The plot of the game is the same as the original. Players control Frank West, a photojournalist seeking to discover the truth behind a zombie outbreak in the fictional town of Willamette, Colorado, exploring the town's shopping mall to find answers while dealing with hordes of zombies and crazed survivors. The game had a number of changes from the original console versions, which received mixed feedback from reviewers.

==Gameplay==
Although gameplay is similar to the original, there are notable differences in the Wii version. The first is that Frank now operates out of the mall's security room, and he advances the main plot by completing missions given to him by Otis, Brad, and Jessie; other missions see him rescuing various survivors of the outbreak. While players do not have a single countdown clock for the main story, missions are individually timed and Frank is not permitted to roam freely around the mall when on a mission. Another notable difference is a greater emphasis on gun-based gameplay than the original. Firearms are a completely redefined element—not only do guns now have more ammunition, players now use an over-the-shoulder perspective to aim using the Wii Remote to set where the gun is pointing.

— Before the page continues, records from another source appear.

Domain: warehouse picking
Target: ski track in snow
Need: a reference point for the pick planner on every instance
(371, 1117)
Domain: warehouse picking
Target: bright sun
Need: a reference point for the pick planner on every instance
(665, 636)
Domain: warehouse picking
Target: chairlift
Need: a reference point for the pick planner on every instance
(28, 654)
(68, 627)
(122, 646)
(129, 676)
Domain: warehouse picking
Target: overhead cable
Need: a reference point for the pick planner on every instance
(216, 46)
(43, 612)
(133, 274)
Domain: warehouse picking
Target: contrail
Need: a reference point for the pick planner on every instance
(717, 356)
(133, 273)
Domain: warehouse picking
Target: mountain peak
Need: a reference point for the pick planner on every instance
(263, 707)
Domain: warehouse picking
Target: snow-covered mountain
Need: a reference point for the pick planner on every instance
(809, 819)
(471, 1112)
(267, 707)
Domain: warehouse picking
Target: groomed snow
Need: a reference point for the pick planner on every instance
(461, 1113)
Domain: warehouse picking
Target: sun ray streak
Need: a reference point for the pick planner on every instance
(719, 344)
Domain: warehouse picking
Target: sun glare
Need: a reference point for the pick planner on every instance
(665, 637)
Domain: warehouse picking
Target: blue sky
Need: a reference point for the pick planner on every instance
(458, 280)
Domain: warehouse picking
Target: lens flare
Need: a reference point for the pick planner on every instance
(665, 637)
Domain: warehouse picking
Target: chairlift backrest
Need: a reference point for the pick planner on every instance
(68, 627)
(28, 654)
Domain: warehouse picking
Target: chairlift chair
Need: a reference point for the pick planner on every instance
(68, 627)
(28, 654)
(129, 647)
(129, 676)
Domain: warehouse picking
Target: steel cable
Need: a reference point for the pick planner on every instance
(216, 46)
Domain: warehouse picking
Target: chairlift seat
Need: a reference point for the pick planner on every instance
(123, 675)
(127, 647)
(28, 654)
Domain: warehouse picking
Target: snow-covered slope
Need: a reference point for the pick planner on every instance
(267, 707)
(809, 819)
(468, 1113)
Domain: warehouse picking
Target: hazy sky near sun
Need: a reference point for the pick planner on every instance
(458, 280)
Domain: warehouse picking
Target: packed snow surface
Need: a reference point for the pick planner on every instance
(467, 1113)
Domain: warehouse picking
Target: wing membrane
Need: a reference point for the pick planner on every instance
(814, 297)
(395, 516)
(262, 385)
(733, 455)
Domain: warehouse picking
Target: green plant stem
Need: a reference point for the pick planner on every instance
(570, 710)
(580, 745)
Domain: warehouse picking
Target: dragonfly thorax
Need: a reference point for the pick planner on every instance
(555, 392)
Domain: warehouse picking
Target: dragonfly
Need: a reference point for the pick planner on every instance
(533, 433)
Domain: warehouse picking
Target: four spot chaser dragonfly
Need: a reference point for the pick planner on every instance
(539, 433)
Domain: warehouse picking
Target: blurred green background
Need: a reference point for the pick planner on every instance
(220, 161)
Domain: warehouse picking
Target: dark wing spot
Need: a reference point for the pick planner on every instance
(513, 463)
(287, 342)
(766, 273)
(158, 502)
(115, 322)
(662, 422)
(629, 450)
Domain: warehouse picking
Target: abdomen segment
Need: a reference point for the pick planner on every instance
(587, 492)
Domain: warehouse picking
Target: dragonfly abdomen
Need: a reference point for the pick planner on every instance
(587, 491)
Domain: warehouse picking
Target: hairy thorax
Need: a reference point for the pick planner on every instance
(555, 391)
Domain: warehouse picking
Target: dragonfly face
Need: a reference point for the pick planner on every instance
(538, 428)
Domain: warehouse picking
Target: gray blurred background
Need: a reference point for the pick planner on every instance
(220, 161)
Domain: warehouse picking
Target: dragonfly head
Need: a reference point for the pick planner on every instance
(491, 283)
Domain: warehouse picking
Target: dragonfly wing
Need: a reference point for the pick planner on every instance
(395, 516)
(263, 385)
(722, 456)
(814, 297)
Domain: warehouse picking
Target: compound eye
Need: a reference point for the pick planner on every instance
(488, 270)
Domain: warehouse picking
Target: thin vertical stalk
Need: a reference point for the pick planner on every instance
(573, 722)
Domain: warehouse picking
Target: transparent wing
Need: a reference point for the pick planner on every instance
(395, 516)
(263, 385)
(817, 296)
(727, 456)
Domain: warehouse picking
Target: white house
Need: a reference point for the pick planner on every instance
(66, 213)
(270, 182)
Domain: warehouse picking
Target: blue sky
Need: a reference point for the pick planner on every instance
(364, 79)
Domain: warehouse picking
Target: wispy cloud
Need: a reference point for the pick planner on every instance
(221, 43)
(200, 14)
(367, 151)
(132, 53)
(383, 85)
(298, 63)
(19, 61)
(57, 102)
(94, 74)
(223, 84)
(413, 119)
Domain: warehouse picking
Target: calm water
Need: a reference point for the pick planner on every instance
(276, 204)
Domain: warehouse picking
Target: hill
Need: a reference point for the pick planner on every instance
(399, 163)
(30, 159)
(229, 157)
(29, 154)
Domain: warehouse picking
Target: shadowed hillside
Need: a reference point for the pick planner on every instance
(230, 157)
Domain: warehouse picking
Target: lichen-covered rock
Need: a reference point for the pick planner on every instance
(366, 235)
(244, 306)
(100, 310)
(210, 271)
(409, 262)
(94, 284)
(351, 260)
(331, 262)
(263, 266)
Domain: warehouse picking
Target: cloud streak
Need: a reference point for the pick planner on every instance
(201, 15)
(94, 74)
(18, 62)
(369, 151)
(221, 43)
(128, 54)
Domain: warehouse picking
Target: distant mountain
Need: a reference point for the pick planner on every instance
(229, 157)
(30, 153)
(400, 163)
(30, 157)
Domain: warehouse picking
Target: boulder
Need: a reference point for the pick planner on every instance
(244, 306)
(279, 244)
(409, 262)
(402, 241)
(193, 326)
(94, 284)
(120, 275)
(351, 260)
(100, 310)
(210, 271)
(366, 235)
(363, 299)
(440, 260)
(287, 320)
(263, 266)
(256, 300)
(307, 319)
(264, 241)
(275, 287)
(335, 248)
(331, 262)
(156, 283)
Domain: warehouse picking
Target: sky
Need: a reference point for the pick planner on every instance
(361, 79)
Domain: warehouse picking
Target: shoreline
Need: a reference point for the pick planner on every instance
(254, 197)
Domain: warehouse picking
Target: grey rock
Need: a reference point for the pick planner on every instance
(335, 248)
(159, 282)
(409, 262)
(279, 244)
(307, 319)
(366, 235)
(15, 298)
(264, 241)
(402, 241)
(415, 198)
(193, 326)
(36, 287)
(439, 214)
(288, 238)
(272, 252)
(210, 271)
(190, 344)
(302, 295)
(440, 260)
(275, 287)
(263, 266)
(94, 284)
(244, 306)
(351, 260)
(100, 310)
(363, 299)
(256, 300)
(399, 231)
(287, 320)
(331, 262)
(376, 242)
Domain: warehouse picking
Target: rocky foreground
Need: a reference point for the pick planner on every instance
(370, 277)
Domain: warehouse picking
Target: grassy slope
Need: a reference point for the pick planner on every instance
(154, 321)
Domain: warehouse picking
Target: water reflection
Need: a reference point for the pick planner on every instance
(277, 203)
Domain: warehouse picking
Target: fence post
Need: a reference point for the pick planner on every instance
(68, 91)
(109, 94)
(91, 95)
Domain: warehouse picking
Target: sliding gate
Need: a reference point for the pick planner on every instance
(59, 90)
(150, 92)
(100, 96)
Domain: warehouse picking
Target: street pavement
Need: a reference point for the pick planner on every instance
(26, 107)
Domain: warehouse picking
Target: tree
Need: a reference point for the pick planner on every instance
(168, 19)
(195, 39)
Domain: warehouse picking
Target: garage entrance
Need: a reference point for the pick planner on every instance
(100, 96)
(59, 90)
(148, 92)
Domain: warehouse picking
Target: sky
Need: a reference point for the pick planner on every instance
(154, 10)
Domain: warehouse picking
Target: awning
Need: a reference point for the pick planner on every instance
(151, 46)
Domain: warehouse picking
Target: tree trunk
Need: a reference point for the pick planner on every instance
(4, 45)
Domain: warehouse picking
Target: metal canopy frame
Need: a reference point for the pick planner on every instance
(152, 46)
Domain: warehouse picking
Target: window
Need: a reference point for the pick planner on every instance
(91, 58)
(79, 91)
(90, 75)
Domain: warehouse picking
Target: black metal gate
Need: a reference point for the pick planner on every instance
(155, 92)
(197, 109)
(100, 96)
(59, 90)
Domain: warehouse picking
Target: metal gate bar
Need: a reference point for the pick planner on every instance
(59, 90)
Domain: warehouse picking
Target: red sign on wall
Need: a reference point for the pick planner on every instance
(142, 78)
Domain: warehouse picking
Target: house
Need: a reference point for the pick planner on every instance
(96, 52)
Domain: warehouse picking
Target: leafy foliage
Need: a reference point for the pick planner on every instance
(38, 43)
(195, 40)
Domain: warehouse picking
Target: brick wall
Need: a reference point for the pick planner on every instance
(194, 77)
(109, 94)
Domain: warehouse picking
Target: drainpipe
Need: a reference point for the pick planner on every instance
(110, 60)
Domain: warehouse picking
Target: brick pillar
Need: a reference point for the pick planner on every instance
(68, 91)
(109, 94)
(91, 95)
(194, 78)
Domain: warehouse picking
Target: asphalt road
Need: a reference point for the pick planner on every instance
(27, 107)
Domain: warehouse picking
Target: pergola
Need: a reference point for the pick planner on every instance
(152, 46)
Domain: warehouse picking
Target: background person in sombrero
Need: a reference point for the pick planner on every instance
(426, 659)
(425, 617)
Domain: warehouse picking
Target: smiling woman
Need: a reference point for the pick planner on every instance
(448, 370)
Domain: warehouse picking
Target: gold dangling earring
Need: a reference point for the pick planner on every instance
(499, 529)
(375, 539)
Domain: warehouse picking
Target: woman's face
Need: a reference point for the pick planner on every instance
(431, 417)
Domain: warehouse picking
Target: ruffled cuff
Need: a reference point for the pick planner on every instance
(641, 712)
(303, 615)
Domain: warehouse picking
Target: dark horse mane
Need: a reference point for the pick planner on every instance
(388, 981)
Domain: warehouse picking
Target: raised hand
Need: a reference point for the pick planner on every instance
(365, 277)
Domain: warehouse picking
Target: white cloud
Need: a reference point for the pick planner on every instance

Other differences between the two versions include:

- A few of the psychopaths from the original appear as zombies in the Wii version, while some of the survivors of the original are absent.
- The Wii version features zombified animals, including poodles and parrots.
- The mall is significantly smaller in the Wii version.
- Frank cannot jump in the Wii version, and the photography system is absent.
- Players can change the color of the blood in the game.
- 72-Hour Mode and Overtime Mode are merged in the Wii Version, to form a single, story-driven mode of gameplay.
- Completing the main storyline on the Wii version grants the player access to a range of minigames.
- There are fewer items scattered around the mall that can be used as weapons.
- Cletus now sells guns to you for money instead of dying as in the original game
- In the Wii version, all of the firearms were replaced with Resident Evil 4 guns, including the Blacktail, Killer 7, and Red-9; the original guns are absent.

==Development==
On July 15, 2008, Famitsu revealed that Dead Rising was in the process of being ported by Capcom for the Wii console, with plans for a release date in February 2009. It was later revealed that the port would be subtitled Chop Till You Drop, and in Japan Zombie no Ikenie. Capcom’s decision to make a Wii version of the game came after the company ported over Resident Evil 4 for the Wii, and found it to be critically and commercially well received. Although the team working on the Dead Rising port used the same engine as in the Wii version of Resident Evil 4, their work was constrained by the budget and limited time, and with the Wii's more limited graphical capabilities compared to the Xbox 360. While they attempted to retain as many features of the original as possible, they were forced to remove the photography system and limit the number of zombies that appeared on-screen to 100, around one eighth the amount that the original version could handle. Another major change was the implementation of more structured gameplay through a mission mechanic introduced in the Wii version.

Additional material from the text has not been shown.